Does a relative or friend of yours work at a school, college, hospital, charity or other nonprofit organization?
If so, they might end up with far less in savings than they expect — or deserve, victims of excessive fees in their workplace retirement plans.
This is because such organizations typically provide their employees with a 403(b) plan, the cousin to the 401(k) plan that’s available to employees of for-profit businesses.
Higher Fees and Required Investments
Today’s 403(b) plans collectively hold $879 billion in assets, according to Cerulli Associates. But they’re incurring $10 billion in excessive fees every year, says retirement consultant Aon Hewitt.
This happens because 403(b) plans typically require workers to invest in high-cost variable annuities. Those who leave work and seek to transfer their money to lower-cost investments often learn that they can’t easily do so because of hefty surrender fees.
Today’s 403(b) landscape is complex. The 403(b) plan offered to schoolteachers in California, for example, features 220 products offered by 59 companies. Across the nation, agents from Voya, AXA, Lincoln Financial and many others are allowed to wander school and hospital hallways and hang out in teacher and employee lounges, selling their products.
That situation doesn’t exist in the corporate world because 401(k) plans are covered by the Employee Retirement Income Security Act, legislation passed in 1974 that requires 401(k) plans to serve their employees’ best interests. But ERISA doesn’t cover most 403(b) plans, so schoolteachers and hospital and nonprofit workers don’t enjoy its protections.
To understand how the situation evolved, let’s start at the beginning.
The Origins of the 403(b) Plan
The 403(b) was added to the tax code in the 1950s; the 401(k) came along in the late 1970s. So, for many years, 403(b) plans were state-of-the-art. Unfortunately, they have been frozen in time, and thus now lag the rest of the retirement industry.

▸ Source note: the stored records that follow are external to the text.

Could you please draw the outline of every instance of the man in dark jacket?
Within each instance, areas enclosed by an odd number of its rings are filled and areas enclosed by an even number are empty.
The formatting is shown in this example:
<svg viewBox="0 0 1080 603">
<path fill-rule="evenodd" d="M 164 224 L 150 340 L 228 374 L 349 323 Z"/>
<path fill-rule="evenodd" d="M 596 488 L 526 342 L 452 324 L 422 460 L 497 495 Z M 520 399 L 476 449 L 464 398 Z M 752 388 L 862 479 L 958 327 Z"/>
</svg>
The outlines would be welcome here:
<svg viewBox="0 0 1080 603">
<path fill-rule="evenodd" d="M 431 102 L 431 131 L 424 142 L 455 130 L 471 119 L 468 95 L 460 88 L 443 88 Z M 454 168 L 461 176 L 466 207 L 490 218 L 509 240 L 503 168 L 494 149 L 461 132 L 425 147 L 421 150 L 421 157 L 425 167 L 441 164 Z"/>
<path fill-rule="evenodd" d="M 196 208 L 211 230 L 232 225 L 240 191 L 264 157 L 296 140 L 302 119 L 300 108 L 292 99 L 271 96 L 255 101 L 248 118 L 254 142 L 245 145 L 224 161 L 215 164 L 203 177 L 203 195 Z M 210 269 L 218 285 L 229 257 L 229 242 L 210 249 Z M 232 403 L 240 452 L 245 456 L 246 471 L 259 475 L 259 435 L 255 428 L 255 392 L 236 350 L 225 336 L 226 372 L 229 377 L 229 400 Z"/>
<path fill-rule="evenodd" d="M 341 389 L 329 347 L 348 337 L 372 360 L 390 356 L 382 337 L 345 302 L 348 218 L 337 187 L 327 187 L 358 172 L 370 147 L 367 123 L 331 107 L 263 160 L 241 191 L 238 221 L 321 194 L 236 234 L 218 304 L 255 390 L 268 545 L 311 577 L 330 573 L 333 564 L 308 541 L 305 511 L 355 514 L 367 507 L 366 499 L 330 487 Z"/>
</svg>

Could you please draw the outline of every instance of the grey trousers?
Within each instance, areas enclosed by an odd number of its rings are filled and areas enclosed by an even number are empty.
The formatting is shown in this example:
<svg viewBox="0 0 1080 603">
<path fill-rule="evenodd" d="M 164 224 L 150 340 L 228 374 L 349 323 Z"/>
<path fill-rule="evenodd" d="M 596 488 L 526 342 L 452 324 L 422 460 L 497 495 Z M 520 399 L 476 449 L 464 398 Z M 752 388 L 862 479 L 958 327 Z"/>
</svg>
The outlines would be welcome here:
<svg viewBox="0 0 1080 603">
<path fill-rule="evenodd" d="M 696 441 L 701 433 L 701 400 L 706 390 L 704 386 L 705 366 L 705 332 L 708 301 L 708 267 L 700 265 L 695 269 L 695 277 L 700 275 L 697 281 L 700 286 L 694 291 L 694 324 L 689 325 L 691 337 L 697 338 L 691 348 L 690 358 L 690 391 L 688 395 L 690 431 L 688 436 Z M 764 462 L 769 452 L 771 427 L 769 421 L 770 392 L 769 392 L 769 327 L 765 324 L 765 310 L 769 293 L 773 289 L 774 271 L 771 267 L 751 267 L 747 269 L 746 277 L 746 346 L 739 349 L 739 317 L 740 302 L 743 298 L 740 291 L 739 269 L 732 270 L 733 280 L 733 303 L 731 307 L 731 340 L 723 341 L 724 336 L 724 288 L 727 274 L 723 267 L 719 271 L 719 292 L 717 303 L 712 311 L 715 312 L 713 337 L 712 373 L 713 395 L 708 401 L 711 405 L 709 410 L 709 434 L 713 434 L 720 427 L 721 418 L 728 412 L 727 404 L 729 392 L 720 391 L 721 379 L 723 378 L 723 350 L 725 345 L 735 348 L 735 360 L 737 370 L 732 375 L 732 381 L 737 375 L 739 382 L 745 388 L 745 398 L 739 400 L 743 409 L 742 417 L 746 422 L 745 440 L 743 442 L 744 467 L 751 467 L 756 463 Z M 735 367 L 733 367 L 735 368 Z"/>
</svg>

For sure, schoolteachers, doctors, nurses and nonprofit employees were initially excited about 403(b) plans because they offered an opportunity that private sector employees didn’t have. These employees could put part of their paychecks into retirement accounts administered by their employers and receive a tax deduction for it. The money would grow tax-deferred until the employees reached retirement age. And many of their employers even added money to their accounts — a free bonus!
Those 403(b) accounts were originally invested in insurance products, and that’s why, even today, many 403(b) plans still offer annuity products — sometimes exclusively. Some of the biggest insurance companies in the industry peddle their products through 403(b) plans.
Then 401(k) plans came along, offering mutual funds that are less expensive than insurance products. But 403(b) plans were prohibited from offering mutual funds until Congress amended the tax code to let them do so.